Showing posts with label Rabbi Lord Sacks. Show all posts
Showing posts with label Rabbi Lord Sacks. Show all posts

Monday, 14 November 2022

Dealing with insults

Last night Beit Knesset Hanassi held an event to mark the second yahrzeit of Rabbi Lord Jonathan Sacks. In the course of an address in which he sought to place Rabbi Sacks’s within a broad social and communal context, Rabbi Berel Wein contrasted the deep and affectionate respect in which his memory is now held with the vituperative criticism Rabbi Sacks received while he was in office as Chief Rabbi to the United Kingdom’s United Synagogue.

This observation brought back memories for me, since I was responsible for running the Court of the Chief Rabbi in the first years of Rabbi Sacks’s term of office.

One of the things I clearly recall is that many of the people who criticised Rabbi Sacks in public were the same people who visited his office in private, to ask for his help in raising funds or to seek his advice on politically sensitive communal matters.

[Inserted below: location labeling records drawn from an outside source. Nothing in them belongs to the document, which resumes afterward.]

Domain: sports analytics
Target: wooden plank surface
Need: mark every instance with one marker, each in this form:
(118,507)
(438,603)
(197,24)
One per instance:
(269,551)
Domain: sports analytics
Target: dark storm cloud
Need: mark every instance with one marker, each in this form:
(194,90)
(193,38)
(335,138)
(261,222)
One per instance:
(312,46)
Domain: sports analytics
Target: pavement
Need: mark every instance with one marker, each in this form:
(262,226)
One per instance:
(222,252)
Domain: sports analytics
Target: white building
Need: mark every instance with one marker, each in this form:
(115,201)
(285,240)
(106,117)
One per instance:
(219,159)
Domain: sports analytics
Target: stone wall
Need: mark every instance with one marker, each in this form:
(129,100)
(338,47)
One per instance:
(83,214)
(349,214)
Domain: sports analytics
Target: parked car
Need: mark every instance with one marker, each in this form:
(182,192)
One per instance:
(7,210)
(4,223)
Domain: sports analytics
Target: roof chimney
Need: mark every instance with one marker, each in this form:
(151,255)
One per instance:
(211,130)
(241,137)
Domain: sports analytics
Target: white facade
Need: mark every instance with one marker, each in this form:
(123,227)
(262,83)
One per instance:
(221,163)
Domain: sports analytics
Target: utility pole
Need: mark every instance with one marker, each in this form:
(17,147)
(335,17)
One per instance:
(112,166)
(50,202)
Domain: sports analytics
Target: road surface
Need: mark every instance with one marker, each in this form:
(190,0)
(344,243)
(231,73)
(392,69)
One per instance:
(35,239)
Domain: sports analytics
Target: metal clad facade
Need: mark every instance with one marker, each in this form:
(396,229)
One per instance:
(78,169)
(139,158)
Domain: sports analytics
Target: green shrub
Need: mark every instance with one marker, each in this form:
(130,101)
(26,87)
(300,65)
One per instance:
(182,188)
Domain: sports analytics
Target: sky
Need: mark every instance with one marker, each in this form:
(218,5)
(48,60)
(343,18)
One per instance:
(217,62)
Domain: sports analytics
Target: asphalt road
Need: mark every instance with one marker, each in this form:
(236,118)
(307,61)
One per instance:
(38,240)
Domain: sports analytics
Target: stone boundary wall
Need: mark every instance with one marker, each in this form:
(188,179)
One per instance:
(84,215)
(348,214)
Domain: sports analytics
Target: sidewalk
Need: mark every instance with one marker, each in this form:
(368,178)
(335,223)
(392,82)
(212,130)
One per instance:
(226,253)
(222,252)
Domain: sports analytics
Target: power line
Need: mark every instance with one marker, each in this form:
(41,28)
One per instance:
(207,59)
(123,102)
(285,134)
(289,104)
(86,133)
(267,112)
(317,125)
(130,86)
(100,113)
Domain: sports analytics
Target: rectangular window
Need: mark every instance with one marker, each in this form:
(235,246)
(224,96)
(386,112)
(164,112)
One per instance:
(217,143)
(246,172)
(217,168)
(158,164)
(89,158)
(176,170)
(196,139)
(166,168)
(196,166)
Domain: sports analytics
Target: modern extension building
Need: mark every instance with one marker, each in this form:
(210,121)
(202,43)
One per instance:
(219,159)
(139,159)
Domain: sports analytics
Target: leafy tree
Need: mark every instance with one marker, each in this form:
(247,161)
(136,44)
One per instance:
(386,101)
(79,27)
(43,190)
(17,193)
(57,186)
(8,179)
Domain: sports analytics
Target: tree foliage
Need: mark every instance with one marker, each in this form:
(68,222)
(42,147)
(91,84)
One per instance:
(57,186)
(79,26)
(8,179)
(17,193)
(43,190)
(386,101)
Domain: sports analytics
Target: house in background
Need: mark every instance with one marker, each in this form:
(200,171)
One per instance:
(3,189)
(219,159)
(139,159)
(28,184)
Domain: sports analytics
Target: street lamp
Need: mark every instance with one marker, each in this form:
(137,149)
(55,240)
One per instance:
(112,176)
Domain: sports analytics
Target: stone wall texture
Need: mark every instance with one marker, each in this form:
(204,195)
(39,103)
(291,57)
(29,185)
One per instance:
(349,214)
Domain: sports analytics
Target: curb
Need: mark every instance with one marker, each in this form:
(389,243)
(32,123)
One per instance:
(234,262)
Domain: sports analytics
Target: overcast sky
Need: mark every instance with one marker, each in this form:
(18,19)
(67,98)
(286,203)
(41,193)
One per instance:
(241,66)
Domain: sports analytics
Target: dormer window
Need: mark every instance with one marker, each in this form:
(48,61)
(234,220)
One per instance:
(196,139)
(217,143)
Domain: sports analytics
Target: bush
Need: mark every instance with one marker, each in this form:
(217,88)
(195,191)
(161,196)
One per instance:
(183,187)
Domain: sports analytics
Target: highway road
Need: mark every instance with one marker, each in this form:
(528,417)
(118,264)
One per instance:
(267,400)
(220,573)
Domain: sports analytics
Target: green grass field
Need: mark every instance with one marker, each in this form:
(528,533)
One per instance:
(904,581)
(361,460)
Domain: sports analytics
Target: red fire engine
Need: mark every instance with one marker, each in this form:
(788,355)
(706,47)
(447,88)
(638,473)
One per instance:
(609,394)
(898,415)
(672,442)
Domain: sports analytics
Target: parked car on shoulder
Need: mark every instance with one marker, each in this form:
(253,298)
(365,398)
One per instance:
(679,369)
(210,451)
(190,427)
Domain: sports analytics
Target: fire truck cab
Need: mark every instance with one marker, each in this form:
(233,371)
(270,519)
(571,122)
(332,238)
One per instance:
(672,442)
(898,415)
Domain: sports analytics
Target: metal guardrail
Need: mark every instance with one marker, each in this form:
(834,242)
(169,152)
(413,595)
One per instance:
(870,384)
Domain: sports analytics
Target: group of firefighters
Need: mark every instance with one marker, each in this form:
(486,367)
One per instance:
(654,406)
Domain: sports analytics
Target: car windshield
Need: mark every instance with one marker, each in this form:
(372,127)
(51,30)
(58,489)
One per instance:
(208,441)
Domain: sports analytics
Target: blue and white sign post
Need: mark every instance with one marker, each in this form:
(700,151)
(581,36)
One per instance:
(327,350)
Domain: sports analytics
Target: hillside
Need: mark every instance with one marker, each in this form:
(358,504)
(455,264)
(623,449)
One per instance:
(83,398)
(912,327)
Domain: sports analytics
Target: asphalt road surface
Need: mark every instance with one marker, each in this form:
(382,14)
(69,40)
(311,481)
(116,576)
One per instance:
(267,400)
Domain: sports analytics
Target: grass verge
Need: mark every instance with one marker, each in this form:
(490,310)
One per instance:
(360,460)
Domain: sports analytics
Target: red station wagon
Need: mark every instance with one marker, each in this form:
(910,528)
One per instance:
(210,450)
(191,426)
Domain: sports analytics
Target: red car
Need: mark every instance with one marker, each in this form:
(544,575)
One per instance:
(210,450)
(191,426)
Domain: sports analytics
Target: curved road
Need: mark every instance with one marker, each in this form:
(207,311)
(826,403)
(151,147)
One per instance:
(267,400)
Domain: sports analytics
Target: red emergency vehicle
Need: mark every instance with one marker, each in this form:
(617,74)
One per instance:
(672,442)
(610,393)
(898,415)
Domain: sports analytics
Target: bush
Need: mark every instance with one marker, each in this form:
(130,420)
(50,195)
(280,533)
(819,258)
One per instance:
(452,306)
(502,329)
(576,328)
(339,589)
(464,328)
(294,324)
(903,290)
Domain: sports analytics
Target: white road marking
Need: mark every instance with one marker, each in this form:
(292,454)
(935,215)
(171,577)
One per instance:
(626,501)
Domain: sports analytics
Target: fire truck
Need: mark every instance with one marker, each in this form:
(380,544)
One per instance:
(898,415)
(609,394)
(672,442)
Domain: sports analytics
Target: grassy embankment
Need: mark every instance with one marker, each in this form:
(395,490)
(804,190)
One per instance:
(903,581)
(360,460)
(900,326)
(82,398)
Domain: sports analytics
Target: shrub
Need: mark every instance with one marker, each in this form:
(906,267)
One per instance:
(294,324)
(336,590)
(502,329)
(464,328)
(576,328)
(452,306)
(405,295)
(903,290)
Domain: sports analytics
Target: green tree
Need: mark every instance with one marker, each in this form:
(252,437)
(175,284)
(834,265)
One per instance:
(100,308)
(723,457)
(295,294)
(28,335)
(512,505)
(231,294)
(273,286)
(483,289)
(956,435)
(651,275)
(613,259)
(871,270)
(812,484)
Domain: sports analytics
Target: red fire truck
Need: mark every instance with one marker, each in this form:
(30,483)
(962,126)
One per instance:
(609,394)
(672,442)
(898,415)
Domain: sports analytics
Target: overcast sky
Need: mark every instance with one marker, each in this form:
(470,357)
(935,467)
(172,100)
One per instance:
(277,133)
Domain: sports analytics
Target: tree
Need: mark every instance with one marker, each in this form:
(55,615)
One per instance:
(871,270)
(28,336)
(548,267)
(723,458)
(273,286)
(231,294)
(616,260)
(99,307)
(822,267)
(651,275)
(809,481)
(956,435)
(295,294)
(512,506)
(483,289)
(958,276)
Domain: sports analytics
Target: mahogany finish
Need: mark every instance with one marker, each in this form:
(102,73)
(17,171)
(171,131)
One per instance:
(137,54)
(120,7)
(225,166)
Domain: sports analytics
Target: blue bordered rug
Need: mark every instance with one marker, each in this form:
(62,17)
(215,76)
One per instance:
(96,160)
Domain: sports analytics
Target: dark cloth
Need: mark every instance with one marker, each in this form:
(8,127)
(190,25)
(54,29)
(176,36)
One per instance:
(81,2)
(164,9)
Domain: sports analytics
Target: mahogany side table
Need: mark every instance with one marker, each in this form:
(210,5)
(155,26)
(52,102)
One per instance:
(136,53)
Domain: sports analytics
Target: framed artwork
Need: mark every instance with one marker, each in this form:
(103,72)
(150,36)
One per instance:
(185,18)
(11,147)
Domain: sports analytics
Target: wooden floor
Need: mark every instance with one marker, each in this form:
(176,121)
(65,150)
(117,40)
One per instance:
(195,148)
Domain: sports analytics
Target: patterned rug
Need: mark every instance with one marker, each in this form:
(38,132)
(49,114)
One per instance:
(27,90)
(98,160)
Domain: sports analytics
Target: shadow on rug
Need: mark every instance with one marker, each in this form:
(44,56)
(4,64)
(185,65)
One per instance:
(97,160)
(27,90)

His door was always open to them and he treated them with kindness and respect. Rabbi Sacks was a sensitive man who was not impervious to criticism and abuse, but he let neither his office nor his personal feelings stand in the way of his preparedness to entertain his adversaries and to engage with them where he could.

The first Baraita in the sixth chapter of Avot lists nearly 30 advantages to be derived by studying Torah for its own sake. These include patience and the ability to forgive insults. I believe that Rabbi Sacks displayed both those qualities. For him, public insults and criticisms splashed across the front pages of the Jewish newspapers were not just wrong in themselves: every time a disagreement leads to insult, this marks the end of dialogue—or “conversation”, as Rabbi Sacks would have preferred to call it. His way was characterised by conversation, by exchanging views and seeking to understand the other side’s perspective. He candidly recognised that not all dialogue leads to the peaceful resolution of differences, but he did believe that it was the best available means of doing so.

May his memory be a blessing to us.

Thursday, 12 November 2020

Rabbi Sacks

 It was with shock and with great sadness that I learned of the death of Lord Sacks. Jonathan Sacks was an outstanding commentator on the ethical dimension of the Torah and a philosopher whose theoretical analyses never lacked a practical outcome. He was truly a Pirkei Avot man, as this video clip of his daughter Gila indicates. He was however a good deal more than that, as the flood of testimonials and tributes has shown.

For four years during the 1990s I worked with Rabbi Sacks, during the transition of the Chief Rabbinate in the UK from Lord Jakobovits. He was a wonderful work colleague: cheerful, positive, polite, caring, accessible and humble. While many have praised his oratory and presentational skills, I recall that he was also an attentive and sympathetic listener -- a skill which, unlike speaking, cannot be easily recorded for posterity by modern technology.

May his family and friends be comforted in their memories of a truly great figure.